Atlantic Ocean currents influence rainfall patterns

Experts at the University of Texas at Austin have discovered that changes in the circulation of the Atlantic Ocean have influenced rainfall in the Western Hemisphere for thousands of years. This is a significant breakthrough that will help scientists understand how the interaction of these systems affected Earth’s climate in the past, leading to better predictions for the future.

“The mechanisms that seem to be driving this correlation [in the past] are the same that are at play in modern data as well,” said lead author Kaustubh Thirumalai. “The Atlantic Ocean surface circulation, and however that changes, has implications for how the rainfall changes on continents.”

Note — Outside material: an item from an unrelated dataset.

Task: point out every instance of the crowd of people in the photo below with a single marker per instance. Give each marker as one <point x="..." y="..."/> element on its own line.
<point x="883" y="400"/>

The changing currents in the Atlantic Ocean are a key component of Earth’s climate, shifting warm water from the tropics toward the poles.

The research team took a detailed approach to tracking ocean circulation changes by studying three sediment cores extracted from the seafloor of the Gulf of Mexico. The cores provided the researchers with insight into factors which affected the strength of the Atlantic Ocean current over the past 4,400 years in 30-year increments.

“If we go back in increments of 30, we’re well positioned to understand things on the order of centuries,” said Thirumalai. “And the question we decided to ask was what can those reconstructions of temperature and salinity tell us about the greater Atlantic Ocean surface circulation.”

The study revealed that the Atlantic Ocean surface circulation was much weaker during the Little Ice Age compared to how it is today.

Next, the researchers set out to determine if ocean currents in the Atlantic corresponded with rainfall in the Western Hemisphere, and how this association may have changed over time. The experts found that Atlantic Ocean surface currents correlated with rainfall patterns both in the past and the present.

“It was remarkable,” said Thirumalai. “These patterns that are based on decadal analysis of modern data, and then the hydroclimate proxies that give the salinity in the oceans and the rainfall on land seem to show the same picture.”

The findings of this research highlight a strong association between activity in the Atlantic Ocean and rainfall patterns, as well as the far-reaching impacts of this interaction.

“The study demonstrates a robust century-scale link between ocean circulation changes in the Atlantic basin and rainfall in the adjacent continents during the past 4,000 years,” said study co-author Terry Quinn. “And hence it provides a baseline for predictions on how that part of the climate system may behave in the future.”

The research is published in the journal Nature Communications.